It’s a useful emotional vent, but can also be quite profitable by polarizing interested parties, and then selling one’s services to one side or the other. Lobbyists and consultants in Washington generate a lot of billable hours that way.

Me, well, I’ve learned the hard way that confrontation frequently fails, and that I lack the motivation and skill level to render it effective or profitable.

Over decades, I’ve learned that sometimes I want to stand up for the right thing but that it’s a bad idea to do so. There are situations I just can’t win, due to lack of resources or skills. There are situations with unintended consequences which I can’t anticipate or handle.

For that matter, some things really don’t matter. To take a trivial case, at heart, I’m a grammar thug. I hear me some bad grammar, and I want to fix it. However, that’s rarely worth doing; maybe only if I help a friend avoid some embarrassment. Nowadays, I suppress that urge, or channel it through my sense of humor, using phrases like “I hear me some bad grammar” or works like “gotta” or “shoulda.”

The first battle where I remember consciously thinking about this was in 1977 at IBM Boca Raton. Bell Labs wanted Unix (Linux/Android precursor) on the Series/1 minicomputer. I figured that porting Unix to S/1 would be fairly easy, fast, and cheap, resulting in far superior software. After suggesting that, I was informed that it didn’t matter, since it was an unwinnable effort. I made a stab at it, didn’t go anywhere.

In retrospect, I should’ve fought anyway, along with others with similar opinions. The whole industry would be different.

Down the road a bit, at IBM Detroit working with GM Research, manufacturing customers told me they wanted Unix on IBM systems. While considering suggesting that, I was told to pick my fights carefully. I tried gently suggesting the idea, and accomplished nothing but pissing people off.
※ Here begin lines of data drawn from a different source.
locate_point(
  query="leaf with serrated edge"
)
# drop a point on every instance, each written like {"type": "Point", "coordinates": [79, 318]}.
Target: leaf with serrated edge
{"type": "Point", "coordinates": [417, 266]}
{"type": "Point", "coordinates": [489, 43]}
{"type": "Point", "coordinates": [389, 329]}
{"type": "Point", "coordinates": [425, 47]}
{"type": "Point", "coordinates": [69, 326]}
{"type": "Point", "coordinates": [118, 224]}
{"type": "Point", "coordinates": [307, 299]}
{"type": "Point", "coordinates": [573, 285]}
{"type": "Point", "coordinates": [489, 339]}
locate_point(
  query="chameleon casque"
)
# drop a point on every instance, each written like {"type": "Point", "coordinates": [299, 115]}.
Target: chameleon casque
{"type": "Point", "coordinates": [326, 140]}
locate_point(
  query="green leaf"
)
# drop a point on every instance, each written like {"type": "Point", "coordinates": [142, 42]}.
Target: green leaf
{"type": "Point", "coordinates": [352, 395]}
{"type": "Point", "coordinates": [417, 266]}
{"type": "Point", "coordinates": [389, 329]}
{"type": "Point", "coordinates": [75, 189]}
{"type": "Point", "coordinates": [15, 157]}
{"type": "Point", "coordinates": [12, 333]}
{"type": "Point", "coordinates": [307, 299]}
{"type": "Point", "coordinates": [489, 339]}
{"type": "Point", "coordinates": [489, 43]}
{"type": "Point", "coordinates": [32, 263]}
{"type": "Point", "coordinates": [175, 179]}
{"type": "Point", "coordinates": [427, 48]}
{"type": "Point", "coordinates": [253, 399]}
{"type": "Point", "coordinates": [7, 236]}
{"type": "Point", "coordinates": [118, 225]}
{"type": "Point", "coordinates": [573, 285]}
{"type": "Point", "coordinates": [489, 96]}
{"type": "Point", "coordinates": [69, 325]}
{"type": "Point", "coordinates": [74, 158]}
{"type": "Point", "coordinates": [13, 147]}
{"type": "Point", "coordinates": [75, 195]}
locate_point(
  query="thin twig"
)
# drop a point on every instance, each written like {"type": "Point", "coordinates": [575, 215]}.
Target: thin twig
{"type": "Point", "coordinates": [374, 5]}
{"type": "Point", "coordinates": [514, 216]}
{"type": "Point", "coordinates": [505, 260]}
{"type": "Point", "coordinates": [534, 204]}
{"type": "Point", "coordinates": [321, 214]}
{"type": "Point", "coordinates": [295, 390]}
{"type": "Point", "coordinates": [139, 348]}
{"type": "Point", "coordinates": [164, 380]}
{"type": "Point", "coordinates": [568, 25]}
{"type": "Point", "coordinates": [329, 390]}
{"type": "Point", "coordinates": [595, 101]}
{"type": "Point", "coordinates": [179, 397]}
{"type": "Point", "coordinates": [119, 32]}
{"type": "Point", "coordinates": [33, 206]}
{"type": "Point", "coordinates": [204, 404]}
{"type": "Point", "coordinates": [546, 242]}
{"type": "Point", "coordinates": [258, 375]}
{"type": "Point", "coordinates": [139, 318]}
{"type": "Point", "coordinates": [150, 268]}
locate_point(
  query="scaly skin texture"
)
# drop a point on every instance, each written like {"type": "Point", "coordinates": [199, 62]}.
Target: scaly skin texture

Later, when a traditional system was proposed for a big dealership application, I quietly suggested a Unix system, and was told that would piss off people even more, so I held my tongue.

Nowadays, there are many opportunities to confront people—for example, public agencies whose role is to help vets. I just don’t confront people; I’d prefer to show respect to the participants and work with the people who want to get stuff done. Turns out, that’s what they want, and the whole thing gets results.

(If my approach works, you’ll hear little from me, and a lot from other people who I want to get the credit.)

Other situations include press involvement; I’m often in situations where bad actors fake the news, including making up quotes or selective editing.

Sometimes correcting a lie just repeats it and makes it worse, so I’m just avoiding fights altogether. That’s too bad for the publication, since it provides an illustration of untrustworthy behavior which will return to haunt ’em.

So, sometimes fighting is the right thing, if the cause is right, and you have a shot at winning. You don’t want to make things worse.

More frequently, you show respect and work with the people who still believe in what they do, and that works for me. You can try that also.